If it were really the "universal" interests of the "host nation" that immigration policies work to serve, and not big business, all members of the nation would see their living and working conditions improve. Instead, in all nations, the conditions of the majority of working people have drastically deteriorated, while corporate profits have skyrocketed. If immigration (and the permeability of borders) were really used to benefit all members of the national population "immigration" would be used to ensure all people had adequate resources to meet all their needs, rather than pit workers against one another to compete for disappearing jobs with dwindling wages and dwindling basic resources such as water and medicine. In spite of capitalist ideologues' best efforts at constructing imaginary borders, it is, increasingly, the class position of workers everywhere—their lack of access to the means of production and, as a result, the increasing lack of access to all other social resources necessary to survive—that is becoming clear: not their "national" insecurity but their material insecurity. The ruling classes, in short, are proving daily their utter incapacity to actually secure the material conditions of citizens, even while they attempt to divert all attention onto matters of national insecurity.

Contrary to the new security doctrines of the Bush Administration, the closing of borders to immigrants will not safeguard "American" jobs or increase "Americans'" prosperity or freedom. On the contrary, such strategies, which justify the terrible plundering of nations and people for the benefit of a transnational ruling class, imperil the lives of working people everywhere. Accepting restrictions on immigrants' rights means accepting that only a select group of people deserve to live a life free from police harassment; that only a select few should have the right to safe working conditions and resources to meet basic needs such as food, healthcare and education. One should resist these efforts to erode the rights of workers and instead, for the benefit of all working people, demand full rights for all immigrants.

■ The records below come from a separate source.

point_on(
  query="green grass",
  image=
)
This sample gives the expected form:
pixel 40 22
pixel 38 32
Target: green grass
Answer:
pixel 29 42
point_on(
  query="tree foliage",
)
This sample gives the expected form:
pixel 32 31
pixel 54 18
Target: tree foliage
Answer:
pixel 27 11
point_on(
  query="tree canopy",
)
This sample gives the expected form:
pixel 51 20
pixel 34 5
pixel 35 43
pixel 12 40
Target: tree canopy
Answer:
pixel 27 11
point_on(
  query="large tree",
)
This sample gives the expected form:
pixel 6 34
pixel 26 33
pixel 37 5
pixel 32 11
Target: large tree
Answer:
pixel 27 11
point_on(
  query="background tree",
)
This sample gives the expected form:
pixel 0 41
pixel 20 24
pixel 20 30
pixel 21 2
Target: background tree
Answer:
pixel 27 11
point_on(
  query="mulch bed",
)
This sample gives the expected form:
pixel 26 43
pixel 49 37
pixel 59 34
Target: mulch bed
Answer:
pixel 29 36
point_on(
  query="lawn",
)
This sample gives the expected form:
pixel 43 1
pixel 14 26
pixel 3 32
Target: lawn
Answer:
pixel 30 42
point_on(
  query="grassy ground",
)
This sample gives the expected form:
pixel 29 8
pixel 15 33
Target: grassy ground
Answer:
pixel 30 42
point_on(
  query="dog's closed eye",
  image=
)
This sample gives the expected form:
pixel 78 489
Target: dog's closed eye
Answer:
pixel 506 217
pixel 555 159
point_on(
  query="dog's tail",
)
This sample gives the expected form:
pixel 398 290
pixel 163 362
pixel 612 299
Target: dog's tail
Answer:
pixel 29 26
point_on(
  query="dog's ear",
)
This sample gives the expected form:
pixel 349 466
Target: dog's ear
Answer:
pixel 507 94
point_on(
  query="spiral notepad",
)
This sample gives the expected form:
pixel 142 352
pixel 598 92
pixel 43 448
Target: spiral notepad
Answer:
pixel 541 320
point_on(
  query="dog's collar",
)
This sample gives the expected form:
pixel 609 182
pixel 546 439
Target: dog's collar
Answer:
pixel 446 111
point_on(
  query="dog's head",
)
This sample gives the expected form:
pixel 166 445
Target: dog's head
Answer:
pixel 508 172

It is time to see "borders" for what they are:  corporate barriers to a struggle for economic and social justice that must unite all workers, regardless of their nationality, ethnicity, race, religion, gender or sexuality. Only a political movement advancing under the banner of meeting the needs of all workers regardless of their "national" identity can put an end to the divisive borders that capitalism has erected and bring out the true lesson of recent events: that it is neither "immigrants" nor even "terrorists" that represent the most dangerous threat to the lives of working people, but the bosses who steal their labor.